Les forces vives de la société délaissent la souveraineté du Québec

Des partisans du «Oui» le 22 octobre 1995, dans la ville de Québec, aux discours de Mario Dumont, Jacques Parizeau et Lucien Bouchard
Photo: Jacques Boissinot La Presse canadienne Des partisans du «Oui» le 22 octobre 1995, dans la ville de Québec, aux discours de Mario Dumont, Jacques Parizeau et Lucien Bouchard

Les porteurs de l’élan souverainiste, ces francophones actifs de la classe moyenne qui avaient voté Oui à 70 % lors du référendum de 1995, ne sont plus que 40 % à embrasser l’option. Les femmes dans ce groupe ont délaissé le projet souverainiste dans une plus grande proportion que les hommes tandis que l’appui des jeunes à l’indépendance s’est érodé.

C’est le constat qu’a livré samedi le sociologue Simon Langlois, de l’Université Laval, lors du colloque sur la démocratie référendaire dans les États plurinationaux. « L’horizon de l’indépendance s’éloigne », estime le professeur. À moins d’une nouvelle mobilisation que l’on ne voit poindre, « la tendance illustre que le Oui s’estompe ».

En 2002, Simon Langlois et son collègue Gilles Gagné avaient publié une étude intitulée Les raisons fortes. Nature et signification de l’appui à la souveraineté du Québec. Il avait démontré que ce groupe porteur de citoyens actifs, représentant 45 % des électeurs, avait appuyé la souveraineté en 1995 parce que c’était aussi un projet de transformation de la société. Les francophones âgés de 18 à 54 ans à faible revenu n’avaient voté Oui qu’à 49 % tandis que chez les francophones plus âgés, ils étaient moins de 40 % à choisir la souveraineté-partenariat.

Où sont les femmes ?

Au sein du groupe porteur, les femmes ne sont aujourd’hui que 36 % à exprimer un Oui ferme, six points de pourcentage de moins que les hommes. « Ce qui est nouveau, c’est la désaffection observée chez les femmes depuis 2001 [soit 11 points de moins], a-t-il observé. Je fais l’hypothèse que les femmes sont plus sensibles à ce qu’on pourrait appeler le message social de l’option. » Une autre étude que le sociologue est en voie de terminer montre que les femmes, qui sont nombreuses à travailler comme enseignantes, infirmières et dans les services sociaux, a-t-il noté, sont critiques de l’état de la justice sociale. Un discours comme celui du chef du Parti québécois, Pierre Karl Péladeau, qui met l’accent sur la création de la richesse, a peu de chances de les rejoindre, à son avis.
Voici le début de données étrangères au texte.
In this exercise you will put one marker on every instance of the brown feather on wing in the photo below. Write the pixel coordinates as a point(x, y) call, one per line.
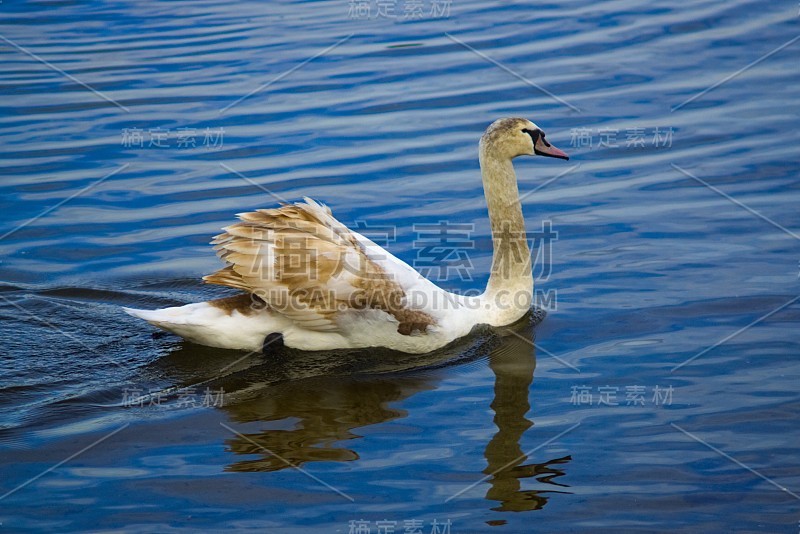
point(308, 266)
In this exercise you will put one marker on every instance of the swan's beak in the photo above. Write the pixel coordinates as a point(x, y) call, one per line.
point(542, 148)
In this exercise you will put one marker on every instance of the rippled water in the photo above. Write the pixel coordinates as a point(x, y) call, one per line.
point(677, 241)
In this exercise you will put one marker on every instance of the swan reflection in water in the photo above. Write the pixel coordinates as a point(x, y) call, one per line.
point(312, 405)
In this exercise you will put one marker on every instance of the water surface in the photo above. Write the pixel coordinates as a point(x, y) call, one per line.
point(661, 393)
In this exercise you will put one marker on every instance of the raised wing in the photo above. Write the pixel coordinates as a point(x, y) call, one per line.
point(308, 266)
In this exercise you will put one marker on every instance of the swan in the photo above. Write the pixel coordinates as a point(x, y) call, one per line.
point(314, 284)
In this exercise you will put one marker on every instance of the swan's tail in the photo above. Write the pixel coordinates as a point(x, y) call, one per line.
point(215, 323)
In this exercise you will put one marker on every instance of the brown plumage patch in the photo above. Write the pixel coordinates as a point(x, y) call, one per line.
point(308, 266)
point(246, 304)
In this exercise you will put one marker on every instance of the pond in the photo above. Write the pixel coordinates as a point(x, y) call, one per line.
point(654, 387)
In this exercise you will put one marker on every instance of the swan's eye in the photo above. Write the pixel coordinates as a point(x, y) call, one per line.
point(534, 134)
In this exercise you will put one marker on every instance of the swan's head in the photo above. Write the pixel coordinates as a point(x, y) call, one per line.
point(518, 137)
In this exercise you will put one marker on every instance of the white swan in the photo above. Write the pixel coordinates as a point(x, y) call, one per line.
point(321, 286)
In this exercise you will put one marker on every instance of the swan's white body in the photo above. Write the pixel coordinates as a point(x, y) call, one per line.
point(323, 286)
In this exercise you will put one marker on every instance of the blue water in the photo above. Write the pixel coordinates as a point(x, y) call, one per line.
point(662, 394)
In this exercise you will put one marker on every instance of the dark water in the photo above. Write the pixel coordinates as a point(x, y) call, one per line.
point(601, 427)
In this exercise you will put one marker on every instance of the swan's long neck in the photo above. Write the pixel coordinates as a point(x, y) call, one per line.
point(509, 293)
Chez les jeunes de 18 à 24 ans, l’appui à la souveraineté est passé de 55 % en 2001 à 32 % ces dernières années. « Les jeunes ont une profonde identité québécoise. Mais ça ne se traduit pas nécessairement en un appui à l’indépendance », constate Simon Langlois.
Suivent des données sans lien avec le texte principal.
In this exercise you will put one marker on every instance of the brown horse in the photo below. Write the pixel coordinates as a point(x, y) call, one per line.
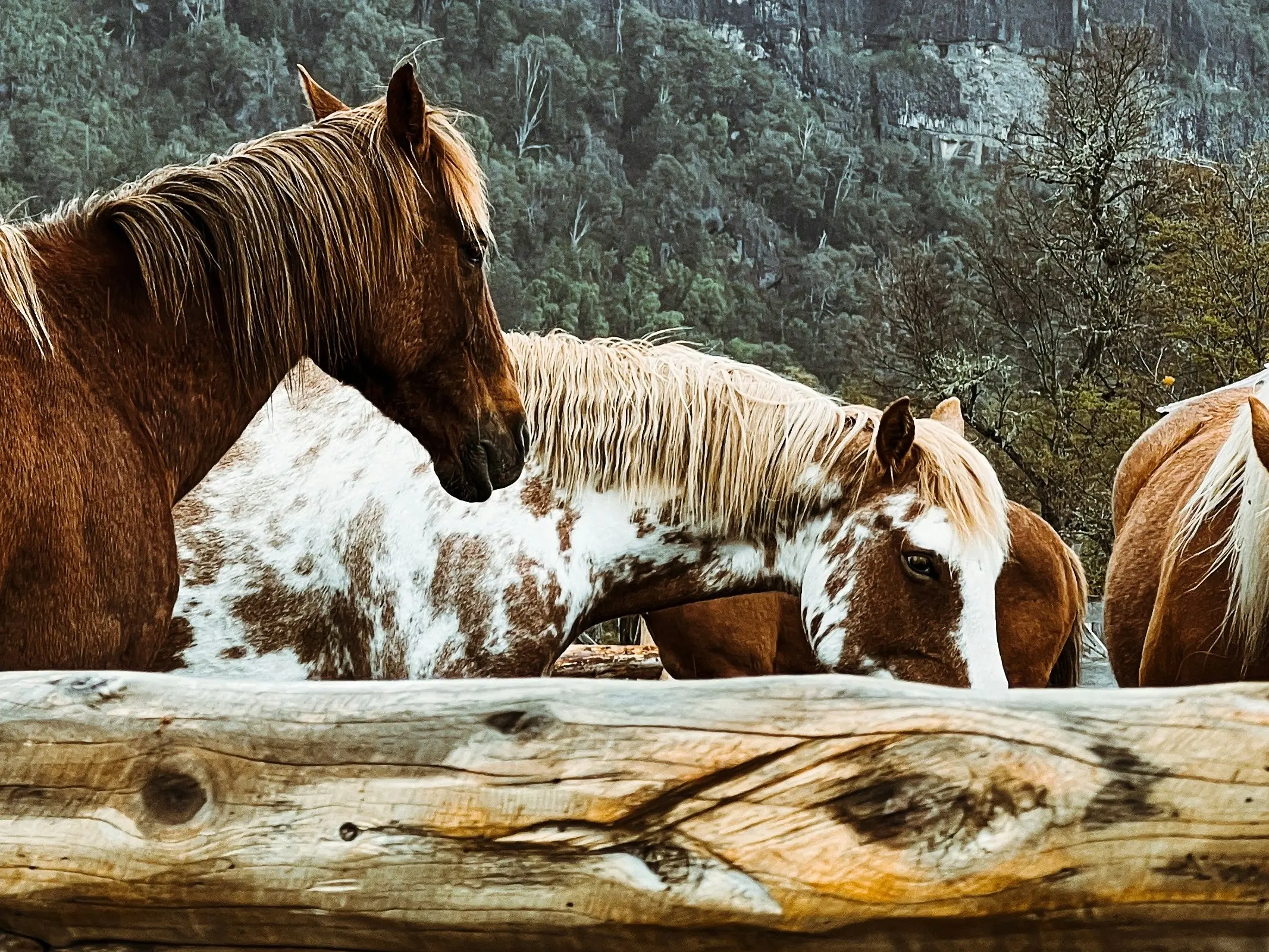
point(142, 329)
point(1041, 594)
point(1041, 600)
point(1187, 598)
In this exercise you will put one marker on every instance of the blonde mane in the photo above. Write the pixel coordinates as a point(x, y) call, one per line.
point(299, 226)
point(735, 447)
point(1236, 478)
point(18, 283)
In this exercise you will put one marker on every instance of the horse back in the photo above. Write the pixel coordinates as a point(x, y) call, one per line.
point(82, 583)
point(1154, 447)
point(1157, 479)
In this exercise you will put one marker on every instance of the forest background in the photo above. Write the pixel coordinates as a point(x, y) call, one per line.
point(1064, 224)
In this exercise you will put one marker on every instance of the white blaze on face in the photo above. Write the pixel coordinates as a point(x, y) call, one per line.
point(976, 568)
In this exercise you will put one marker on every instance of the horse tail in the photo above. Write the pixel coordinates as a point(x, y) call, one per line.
point(1066, 669)
point(1237, 480)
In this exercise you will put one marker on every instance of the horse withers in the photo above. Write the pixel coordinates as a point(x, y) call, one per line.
point(659, 475)
point(1187, 594)
point(142, 329)
point(1041, 598)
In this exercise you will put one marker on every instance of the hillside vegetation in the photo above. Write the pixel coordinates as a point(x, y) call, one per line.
point(651, 174)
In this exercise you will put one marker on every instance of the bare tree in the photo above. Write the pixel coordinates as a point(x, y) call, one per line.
point(532, 89)
point(1042, 324)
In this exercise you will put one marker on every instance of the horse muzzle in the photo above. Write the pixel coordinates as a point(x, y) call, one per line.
point(493, 458)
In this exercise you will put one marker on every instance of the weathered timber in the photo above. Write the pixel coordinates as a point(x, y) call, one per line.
point(617, 662)
point(814, 813)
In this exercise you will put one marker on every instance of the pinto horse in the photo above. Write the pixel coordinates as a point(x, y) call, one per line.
point(1041, 600)
point(142, 329)
point(1187, 596)
point(320, 549)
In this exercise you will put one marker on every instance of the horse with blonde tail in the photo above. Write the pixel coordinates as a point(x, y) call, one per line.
point(659, 475)
point(1187, 596)
point(142, 329)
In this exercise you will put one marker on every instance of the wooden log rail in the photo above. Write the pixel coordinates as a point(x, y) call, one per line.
point(819, 813)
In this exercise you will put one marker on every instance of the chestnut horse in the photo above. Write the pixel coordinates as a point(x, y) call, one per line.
point(1187, 597)
point(319, 547)
point(142, 329)
point(1041, 600)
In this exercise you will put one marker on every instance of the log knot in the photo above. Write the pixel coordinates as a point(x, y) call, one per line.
point(173, 797)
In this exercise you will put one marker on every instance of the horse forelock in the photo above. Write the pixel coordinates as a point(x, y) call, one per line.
point(1235, 478)
point(301, 223)
point(953, 477)
point(18, 283)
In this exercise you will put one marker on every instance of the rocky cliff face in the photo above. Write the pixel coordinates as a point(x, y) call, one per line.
point(960, 74)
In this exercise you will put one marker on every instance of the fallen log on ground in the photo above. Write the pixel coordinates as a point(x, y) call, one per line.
point(613, 662)
point(813, 813)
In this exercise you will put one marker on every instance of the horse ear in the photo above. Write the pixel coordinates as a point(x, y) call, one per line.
point(1261, 430)
point(895, 434)
point(948, 413)
point(320, 102)
point(408, 112)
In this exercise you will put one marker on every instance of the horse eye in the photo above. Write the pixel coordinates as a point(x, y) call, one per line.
point(922, 564)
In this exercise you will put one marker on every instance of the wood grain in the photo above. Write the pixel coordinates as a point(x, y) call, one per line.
point(769, 813)
point(618, 662)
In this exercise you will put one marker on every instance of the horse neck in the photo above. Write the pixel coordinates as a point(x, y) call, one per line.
point(172, 383)
point(632, 556)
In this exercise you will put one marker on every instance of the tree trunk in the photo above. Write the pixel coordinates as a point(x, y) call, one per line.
point(816, 813)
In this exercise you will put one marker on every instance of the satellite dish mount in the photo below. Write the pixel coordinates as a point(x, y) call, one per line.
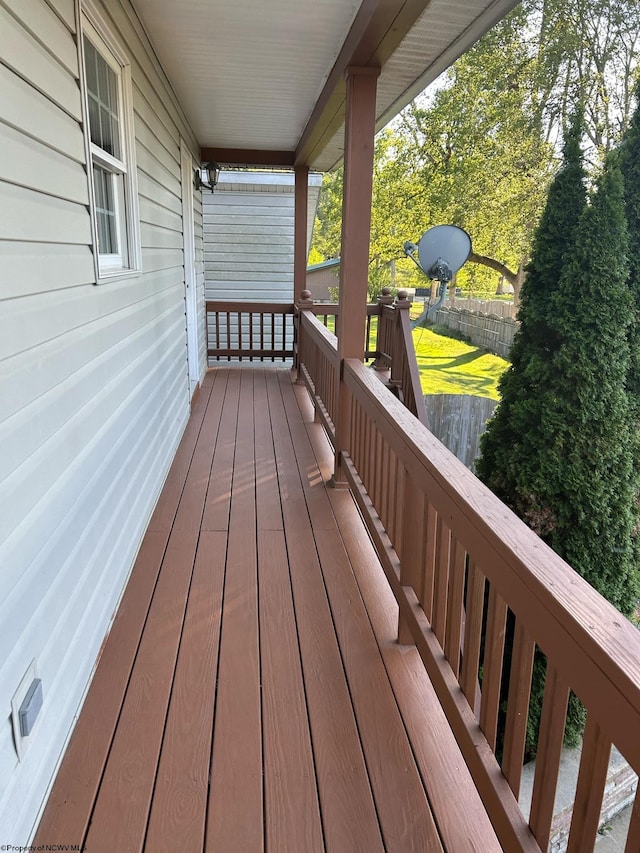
point(439, 253)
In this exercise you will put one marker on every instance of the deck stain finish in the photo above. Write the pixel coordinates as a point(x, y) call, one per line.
point(250, 695)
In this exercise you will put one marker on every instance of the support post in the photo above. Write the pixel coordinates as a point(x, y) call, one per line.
point(304, 303)
point(301, 204)
point(356, 231)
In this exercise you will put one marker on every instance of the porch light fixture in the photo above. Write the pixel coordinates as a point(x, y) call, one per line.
point(207, 176)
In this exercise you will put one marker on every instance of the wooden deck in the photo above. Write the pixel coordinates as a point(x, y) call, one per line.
point(251, 694)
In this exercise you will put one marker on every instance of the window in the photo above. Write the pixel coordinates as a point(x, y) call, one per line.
point(110, 149)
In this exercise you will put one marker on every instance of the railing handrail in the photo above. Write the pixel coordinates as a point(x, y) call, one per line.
point(466, 537)
point(581, 624)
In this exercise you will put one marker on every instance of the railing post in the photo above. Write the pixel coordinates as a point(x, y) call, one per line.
point(356, 227)
point(397, 349)
point(385, 298)
point(305, 303)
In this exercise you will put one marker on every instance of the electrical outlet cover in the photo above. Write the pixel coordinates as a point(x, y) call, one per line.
point(21, 742)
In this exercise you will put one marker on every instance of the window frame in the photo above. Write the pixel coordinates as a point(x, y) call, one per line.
point(127, 261)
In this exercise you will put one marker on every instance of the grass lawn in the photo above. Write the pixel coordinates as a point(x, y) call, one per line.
point(450, 366)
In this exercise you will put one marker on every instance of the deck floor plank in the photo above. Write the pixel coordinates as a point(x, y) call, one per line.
point(406, 821)
point(292, 809)
point(119, 820)
point(443, 770)
point(68, 810)
point(235, 815)
point(178, 814)
point(349, 817)
point(251, 695)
D’une part, il existe une « grosse cohorte » de jeunes qui parlent d’entreprise privée et veulent se lancer en affaires, qui oeuvrent dans les sciences ou l’administration. « Ils n’ont pas besoin de l’indépendance pour réussir leur vie », résume l’universitaire. D’autre part, il existe « une gauche plus affirmée » chez les jeunes pour qui le projet du PQ est « ringard », inspiré par la droite nationaliste, relève le chercheur.
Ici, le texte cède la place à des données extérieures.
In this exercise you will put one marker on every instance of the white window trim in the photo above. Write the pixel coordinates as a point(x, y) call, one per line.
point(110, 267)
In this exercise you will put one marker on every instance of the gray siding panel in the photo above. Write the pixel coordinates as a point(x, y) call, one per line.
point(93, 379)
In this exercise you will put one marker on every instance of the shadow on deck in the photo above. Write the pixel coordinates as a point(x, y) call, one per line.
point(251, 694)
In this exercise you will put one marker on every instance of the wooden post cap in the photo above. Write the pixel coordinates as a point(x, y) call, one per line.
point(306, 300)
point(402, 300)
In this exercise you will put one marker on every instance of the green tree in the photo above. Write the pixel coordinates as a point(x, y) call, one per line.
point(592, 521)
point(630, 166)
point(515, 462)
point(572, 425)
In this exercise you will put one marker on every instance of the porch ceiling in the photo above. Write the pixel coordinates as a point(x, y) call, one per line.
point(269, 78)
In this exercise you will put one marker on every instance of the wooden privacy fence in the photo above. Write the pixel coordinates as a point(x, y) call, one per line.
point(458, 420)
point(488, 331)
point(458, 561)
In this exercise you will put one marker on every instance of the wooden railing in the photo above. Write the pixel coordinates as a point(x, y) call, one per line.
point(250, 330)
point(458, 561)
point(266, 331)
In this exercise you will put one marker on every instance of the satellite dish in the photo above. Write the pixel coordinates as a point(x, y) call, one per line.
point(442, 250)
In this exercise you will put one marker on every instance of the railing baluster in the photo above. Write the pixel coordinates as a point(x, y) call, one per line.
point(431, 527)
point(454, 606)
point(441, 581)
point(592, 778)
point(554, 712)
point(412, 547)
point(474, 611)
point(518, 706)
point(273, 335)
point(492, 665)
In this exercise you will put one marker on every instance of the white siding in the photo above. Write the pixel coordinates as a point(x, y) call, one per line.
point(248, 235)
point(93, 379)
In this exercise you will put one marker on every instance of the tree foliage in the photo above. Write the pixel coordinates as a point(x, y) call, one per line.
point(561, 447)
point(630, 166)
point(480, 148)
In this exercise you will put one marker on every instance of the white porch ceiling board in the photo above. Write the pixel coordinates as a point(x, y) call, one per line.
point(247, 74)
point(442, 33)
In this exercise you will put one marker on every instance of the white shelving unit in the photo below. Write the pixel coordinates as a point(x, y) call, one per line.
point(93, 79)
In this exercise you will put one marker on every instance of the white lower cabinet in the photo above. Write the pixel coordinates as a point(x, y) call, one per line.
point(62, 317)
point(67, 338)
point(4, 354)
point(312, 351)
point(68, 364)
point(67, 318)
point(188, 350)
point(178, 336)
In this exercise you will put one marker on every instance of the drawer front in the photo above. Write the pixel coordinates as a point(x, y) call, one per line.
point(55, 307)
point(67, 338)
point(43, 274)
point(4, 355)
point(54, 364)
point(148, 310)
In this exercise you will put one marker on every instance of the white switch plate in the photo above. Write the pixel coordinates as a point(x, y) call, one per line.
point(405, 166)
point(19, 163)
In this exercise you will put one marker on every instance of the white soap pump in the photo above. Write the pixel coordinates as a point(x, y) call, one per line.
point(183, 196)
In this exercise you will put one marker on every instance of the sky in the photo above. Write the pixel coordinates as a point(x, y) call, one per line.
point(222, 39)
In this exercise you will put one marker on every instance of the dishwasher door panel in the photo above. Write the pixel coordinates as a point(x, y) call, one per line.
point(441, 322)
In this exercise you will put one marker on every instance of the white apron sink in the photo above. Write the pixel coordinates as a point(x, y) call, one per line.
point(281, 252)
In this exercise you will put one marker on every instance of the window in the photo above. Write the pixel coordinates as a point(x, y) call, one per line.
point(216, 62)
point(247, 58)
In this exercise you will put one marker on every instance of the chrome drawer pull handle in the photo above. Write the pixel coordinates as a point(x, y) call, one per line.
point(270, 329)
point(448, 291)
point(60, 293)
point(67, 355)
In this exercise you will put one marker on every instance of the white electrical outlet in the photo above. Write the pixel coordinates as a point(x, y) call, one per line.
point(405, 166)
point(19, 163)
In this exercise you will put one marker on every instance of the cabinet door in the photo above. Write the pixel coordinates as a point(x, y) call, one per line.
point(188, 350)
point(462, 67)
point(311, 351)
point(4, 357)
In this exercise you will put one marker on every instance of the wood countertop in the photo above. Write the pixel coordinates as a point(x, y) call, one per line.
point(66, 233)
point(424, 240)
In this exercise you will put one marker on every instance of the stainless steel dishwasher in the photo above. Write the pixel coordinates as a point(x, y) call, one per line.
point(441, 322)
Dans la région de Québec, la classe moyenne a massivement décroché de la souveraineté : seulement 30 % des francophones actifs optent pour le Oui. En outre, les baby-boomers, qui atteignent les 65 ans, sont moins fervents que dans leur jeunesse : l’âge — frilosité, crainte du changement, fatigue culturelle et politique — fait son oeuvre, signale le chercheur. À quelque 32 %, il n’y a pas ni plus ni moins d’appui à la souveraineté qu’il y a 14 ans. Enfin, pour compléter le tableau, Simon Langlois souligne que le « noyau dur » des Non fermes est passé de 50 % à 55 % ces dernières années.